La lilla, a ben pensare, oggi è ancora un cantiere, ma già una micro rete. L’esperienza di prossimità per me è esattamente questo. Come tutti i cantieri, anche questo aperto per realizzare una comunità sociale più coesa e matura è un percorso che presenta ostacoli e zone inaccessibili. E per muoversi al suo interno occorrono abilità (che si acquisisce con la pratica, con gli incontri di supervisione e il supporto del partner educativo) e cautela (che deriva dal considerare l’altro con la sua storia e i suoi limiti). Questo cantiere avanza man mano che i volontari e le famiglie più fragili attivano, insieme, nuove reti informali di prossimità. È difficile immaginare quale sarà il tempo di realizzazione di questo cantiere. Sicuramente, possiamo dire che come nel caso della lilla, prima di arrivare da Bignami a San Siro ci si dovrà accontentare di percorre la micro tratta Zara – Bignami. I due capolinea o le fermate intermedie, oggi non raggiungibili, rappresentano la naturale tensione verso un desiderio. Desiderio che per il volontario mosso da un impegno civile vuol dire coltivare l’attesa. In fondo, ogni famiglia che sceglie di essere prossima a un’altra famiglia sa che l’apertura della prossima fermata – quella rappresentata dal raggiungimento dell’autonomia della famiglia ‘più fragile’ – potrà anche essere vicina, ma il capolinea – il percorso che ci consegnerà una comunità sociale più coesa e matura – non si farà in un giorno. Come in un giorno non fu edificata Roma.

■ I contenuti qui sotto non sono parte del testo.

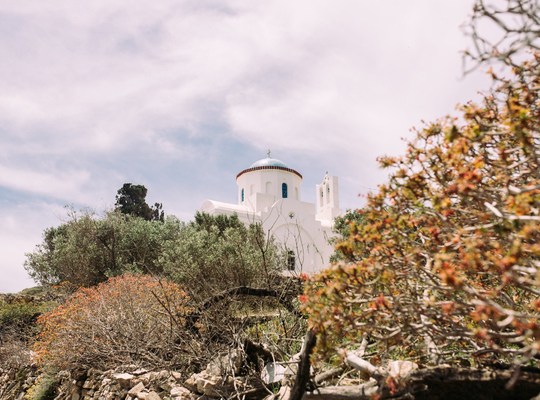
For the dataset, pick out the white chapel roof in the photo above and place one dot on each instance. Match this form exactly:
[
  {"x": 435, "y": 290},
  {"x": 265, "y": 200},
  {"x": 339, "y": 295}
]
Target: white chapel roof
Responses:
[{"x": 269, "y": 163}]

Per me, vivere l’esperienza di prossimità, vuol dire sentire la responsabilità della paternità o della maternità anche verso i figli che non abbiamo concepito. Immaginare cioè che la nostra casa e la nostra famiglia non sono solo il tetto sotto il quale abitiamo e cresciamo i nostri bambini, ma il quartiere e la città con i suoi legami interrotti. Le esperienze di prossimità in corso, e le tante nuove che spero si attiveranno, rappresentano tentativi seri di quelle fratture che non sono solo ferite per chi è direttamente coinvolto, ma per chiunque senta il bisogno e la responsabilità di accompagnare chi cerca qualcuno su cui fare affidamento.

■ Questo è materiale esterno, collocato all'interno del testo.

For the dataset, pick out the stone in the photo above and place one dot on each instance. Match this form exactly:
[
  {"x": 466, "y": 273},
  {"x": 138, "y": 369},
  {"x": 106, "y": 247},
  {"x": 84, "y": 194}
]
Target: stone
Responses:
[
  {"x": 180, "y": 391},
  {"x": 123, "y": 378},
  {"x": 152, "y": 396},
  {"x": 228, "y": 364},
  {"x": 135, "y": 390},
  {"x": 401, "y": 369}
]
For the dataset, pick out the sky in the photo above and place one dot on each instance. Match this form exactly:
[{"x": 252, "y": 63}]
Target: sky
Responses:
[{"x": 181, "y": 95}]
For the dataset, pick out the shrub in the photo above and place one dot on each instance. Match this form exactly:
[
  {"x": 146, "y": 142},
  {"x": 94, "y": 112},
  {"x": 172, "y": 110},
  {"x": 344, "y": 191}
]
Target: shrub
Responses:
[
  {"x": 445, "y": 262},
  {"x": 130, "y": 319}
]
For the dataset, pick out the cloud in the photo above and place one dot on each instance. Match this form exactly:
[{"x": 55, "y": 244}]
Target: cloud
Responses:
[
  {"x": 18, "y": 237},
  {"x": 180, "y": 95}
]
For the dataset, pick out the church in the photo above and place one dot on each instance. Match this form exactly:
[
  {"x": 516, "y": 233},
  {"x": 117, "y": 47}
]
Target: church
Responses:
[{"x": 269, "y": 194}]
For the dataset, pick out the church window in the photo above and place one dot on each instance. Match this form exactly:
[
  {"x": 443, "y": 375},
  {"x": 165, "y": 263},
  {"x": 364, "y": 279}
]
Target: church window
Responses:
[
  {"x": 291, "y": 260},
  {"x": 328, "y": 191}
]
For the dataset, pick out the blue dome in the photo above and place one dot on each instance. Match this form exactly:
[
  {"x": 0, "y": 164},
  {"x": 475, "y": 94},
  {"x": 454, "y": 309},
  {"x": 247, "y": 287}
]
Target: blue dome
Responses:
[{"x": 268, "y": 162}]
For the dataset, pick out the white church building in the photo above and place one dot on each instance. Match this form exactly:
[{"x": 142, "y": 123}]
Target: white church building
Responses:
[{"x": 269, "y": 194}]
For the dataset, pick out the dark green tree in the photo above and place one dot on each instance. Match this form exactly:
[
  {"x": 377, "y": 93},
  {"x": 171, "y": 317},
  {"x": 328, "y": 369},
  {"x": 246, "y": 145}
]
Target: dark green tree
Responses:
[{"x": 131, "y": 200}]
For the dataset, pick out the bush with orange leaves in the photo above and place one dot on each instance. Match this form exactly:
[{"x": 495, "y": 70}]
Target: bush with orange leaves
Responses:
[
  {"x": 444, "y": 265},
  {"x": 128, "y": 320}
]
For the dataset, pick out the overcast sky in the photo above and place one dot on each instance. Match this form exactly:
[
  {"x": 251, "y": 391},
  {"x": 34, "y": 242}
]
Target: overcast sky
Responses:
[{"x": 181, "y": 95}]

La prossimità è un’esperienza che, se condivisa da tanti, può contaminare positivamente le nostre città. Le singole persone e le famiglie che hanno scelto una forma di accoglienza contribuiscono a rafforzare la membrana della convivenza diventata sottilissima. Per questo spero che testimoniare questo tipo di scelta sia un modo per promuovere la cultura dell’accoglienza e diffonderla.

Mi vengono in mente due titoli che consiglierei a chi è interessato al tema del vivere con l’altro. Sono: ‘La ferita dell’altro’ di Luigino Bruni e ‘Incerti legami’ di Ivo Lizzola”.